Oh, and don’t forget that that the Browns have a lot of needs on the field, but ‘there’s the reality that this was a $300 million football team last year that won a whopping three games.”
And yet, despite that, Ruiter agrees that Garrett might actually be UNDERPAID right now in his current deal.
“I know this is insane to say that at $25 million a year and you're underpaid, but considering the resume that he has and the marketplace, yeah, he is underpaid for what he's accomplished at 29 years old,” Ruiter said.
“He's the youngest player in NFL history to accumulate 100 sacks and the only player in NFL history with 14 or more sacks in four consecutive seasons. He’s a game-wrecker type of player and I think he could retire today and be a Hall of Famer, his resume is just that strong. All that being said, though, he wants to win.”
The Browns have had six losing seasons and almost as many head coaches in Garrett’s eight years, and there’s not much hope for that vast improvement, it seems, so…
“The Browns can say ‘we're close’ all they want until they're blue in the face, the bottom line is they’re not. You can’t win three games coming off an 11-6 playoff season and tell me you’re close to competing or that you're a quarterback away, because the quarterback that was a problem got hurt and did not play the bulk of the season, and to be perfectly candid, not much improved with the football team,” Ruiter said. “So yes, quarterback is a problem they have to address, but they have other needs to address as well, and Myles Garrett, who is in the locker room and knows a lot more than me, knows exactly where they're at and whatever plan Andrew Berry told him in the exit meetings and any further conversations they have had since, which clearly did not wow him and did not dissuade him from making this trade request.”
So, it might be in Cleveland’s best interest to acquiesce to Garrett’s request, but…

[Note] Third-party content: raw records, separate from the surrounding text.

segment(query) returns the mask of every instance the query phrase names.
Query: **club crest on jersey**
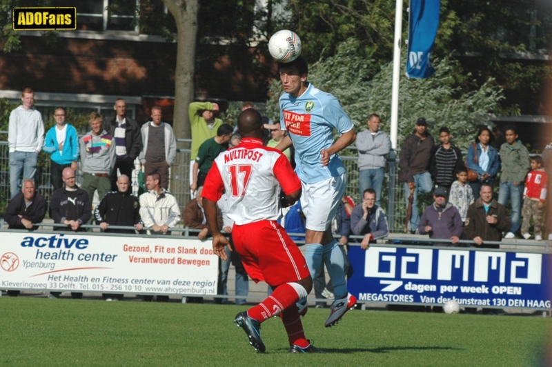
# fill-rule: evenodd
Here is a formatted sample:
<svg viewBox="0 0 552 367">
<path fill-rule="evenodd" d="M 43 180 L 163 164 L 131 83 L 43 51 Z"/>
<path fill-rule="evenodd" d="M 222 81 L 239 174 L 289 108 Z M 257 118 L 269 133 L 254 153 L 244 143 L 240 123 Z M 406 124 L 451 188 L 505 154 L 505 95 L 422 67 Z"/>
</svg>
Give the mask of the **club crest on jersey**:
<svg viewBox="0 0 552 367">
<path fill-rule="evenodd" d="M 315 108 L 315 103 L 312 101 L 308 101 L 305 103 L 305 111 L 310 112 Z"/>
<path fill-rule="evenodd" d="M 295 135 L 310 136 L 310 115 L 301 115 L 284 110 L 284 122 L 286 128 Z"/>
</svg>

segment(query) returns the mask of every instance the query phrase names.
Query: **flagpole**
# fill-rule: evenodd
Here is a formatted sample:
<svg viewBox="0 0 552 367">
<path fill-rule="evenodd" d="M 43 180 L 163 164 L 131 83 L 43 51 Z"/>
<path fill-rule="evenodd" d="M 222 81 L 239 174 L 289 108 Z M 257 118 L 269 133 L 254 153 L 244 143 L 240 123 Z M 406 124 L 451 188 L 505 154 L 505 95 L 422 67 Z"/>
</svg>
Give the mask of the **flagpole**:
<svg viewBox="0 0 552 367">
<path fill-rule="evenodd" d="M 393 53 L 393 90 L 391 94 L 391 146 L 397 148 L 399 130 L 399 81 L 401 72 L 401 36 L 402 35 L 402 1 L 395 6 L 395 41 Z"/>
</svg>

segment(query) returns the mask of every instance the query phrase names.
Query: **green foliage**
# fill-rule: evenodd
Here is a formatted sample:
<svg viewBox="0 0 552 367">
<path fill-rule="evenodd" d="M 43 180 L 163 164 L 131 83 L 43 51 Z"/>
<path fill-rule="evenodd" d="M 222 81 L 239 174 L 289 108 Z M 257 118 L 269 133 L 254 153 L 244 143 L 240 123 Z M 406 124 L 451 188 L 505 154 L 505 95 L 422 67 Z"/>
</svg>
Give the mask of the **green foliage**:
<svg viewBox="0 0 552 367">
<path fill-rule="evenodd" d="M 395 1 L 290 0 L 290 4 L 296 19 L 293 29 L 310 62 L 335 55 L 337 45 L 351 37 L 359 40 L 356 52 L 371 59 L 377 70 L 391 60 Z M 408 4 L 404 1 L 403 40 L 408 39 Z M 494 79 L 506 97 L 497 109 L 500 115 L 544 113 L 539 95 L 552 77 L 551 66 L 513 55 L 549 48 L 552 16 L 546 6 L 545 1 L 526 0 L 441 0 L 433 57 L 460 61 L 453 65 L 452 76 L 464 91 L 484 88 Z"/>
<path fill-rule="evenodd" d="M 377 113 L 383 121 L 381 128 L 388 132 L 393 63 L 384 65 L 372 77 L 371 61 L 355 52 L 359 45 L 355 39 L 339 45 L 335 56 L 310 66 L 308 80 L 339 100 L 357 130 L 366 128 L 371 113 Z M 403 70 L 406 59 L 403 55 Z M 504 98 L 502 89 L 489 78 L 480 88 L 464 92 L 455 84 L 453 72 L 457 61 L 446 57 L 435 59 L 433 63 L 437 71 L 431 78 L 401 77 L 398 141 L 400 143 L 412 132 L 418 117 L 424 117 L 431 131 L 448 127 L 456 143 L 465 148 L 473 140 L 476 126 L 491 124 L 488 114 L 495 112 L 498 102 Z M 281 90 L 279 81 L 275 80 L 267 110 L 270 118 L 277 117 L 277 98 Z"/>
<path fill-rule="evenodd" d="M 229 123 L 235 126 L 237 123 L 237 117 L 241 113 L 241 101 L 232 102 L 228 106 L 228 109 L 220 114 L 219 118 L 225 123 Z"/>
<path fill-rule="evenodd" d="M 290 0 L 296 31 L 307 59 L 331 56 L 351 37 L 359 41 L 357 52 L 377 60 L 393 52 L 395 1 L 387 0 Z"/>
</svg>

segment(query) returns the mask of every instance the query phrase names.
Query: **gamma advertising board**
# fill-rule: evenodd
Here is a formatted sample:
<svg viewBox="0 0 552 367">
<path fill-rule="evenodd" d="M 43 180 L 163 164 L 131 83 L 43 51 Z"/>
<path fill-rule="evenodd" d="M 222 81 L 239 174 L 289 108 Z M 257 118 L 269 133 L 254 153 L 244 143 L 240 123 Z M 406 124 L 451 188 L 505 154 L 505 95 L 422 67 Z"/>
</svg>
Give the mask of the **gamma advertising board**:
<svg viewBox="0 0 552 367">
<path fill-rule="evenodd" d="M 77 8 L 14 8 L 14 30 L 75 30 Z"/>
</svg>

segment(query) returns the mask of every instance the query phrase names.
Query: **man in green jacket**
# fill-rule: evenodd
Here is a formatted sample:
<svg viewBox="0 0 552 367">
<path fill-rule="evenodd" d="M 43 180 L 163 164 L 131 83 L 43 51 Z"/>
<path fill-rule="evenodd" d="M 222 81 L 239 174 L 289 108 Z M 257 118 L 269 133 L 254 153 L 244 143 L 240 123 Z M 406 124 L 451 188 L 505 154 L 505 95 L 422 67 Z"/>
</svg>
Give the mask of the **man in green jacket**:
<svg viewBox="0 0 552 367">
<path fill-rule="evenodd" d="M 219 112 L 219 105 L 211 102 L 192 102 L 188 108 L 190 125 L 192 128 L 192 152 L 190 156 L 190 185 L 193 184 L 193 170 L 195 157 L 199 146 L 208 139 L 217 136 L 217 130 L 222 125 L 222 120 L 215 117 Z M 190 190 L 191 192 L 191 190 Z M 191 192 L 191 198 L 195 197 Z"/>
<path fill-rule="evenodd" d="M 504 238 L 515 238 L 515 232 L 520 229 L 522 211 L 522 197 L 525 176 L 529 172 L 529 152 L 518 139 L 515 126 L 506 128 L 506 143 L 500 147 L 500 159 L 502 171 L 500 175 L 500 190 L 498 192 L 498 203 L 506 206 L 508 200 L 512 202 L 512 228 Z M 480 159 L 480 161 L 481 159 Z"/>
</svg>

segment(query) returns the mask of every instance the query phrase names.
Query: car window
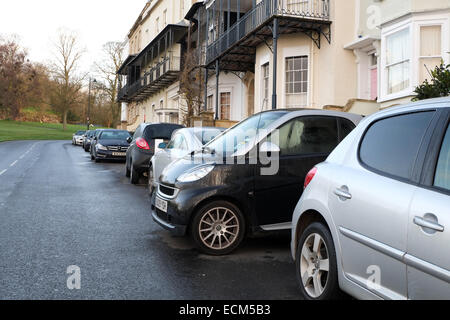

“It probably would from a team building standpoint, but again, they the salary cap and dead cap to deal with right now,” Ruiter said. “It’s easy for me to say they should move him, and I’m a believer if you don't want to be somewhere, don’t, but this is a Browns thing, not a Cleveland thing,” Ruiter said. “This is a Browns annual incompetence thing that he's tired of dealing with; it isn’t that he hates living in Cleveland, because he’s ingrained in this community and is a minority owner of the Cavaliers. That should tell you how bad it is with the Browns right now that he's doing this and is not going to sit around and wait for hope to come again; he sees his playing career mortality in front of him, and he wants to go somewhere where he can win – but again, it’s easy to see and say, okay, the Browns should get two first-round picks plus more, but he’s got a $35 million dead cap hit, so trading him is a little more complex than we want to make it out to be, so I give it a 60 percent chance of happening."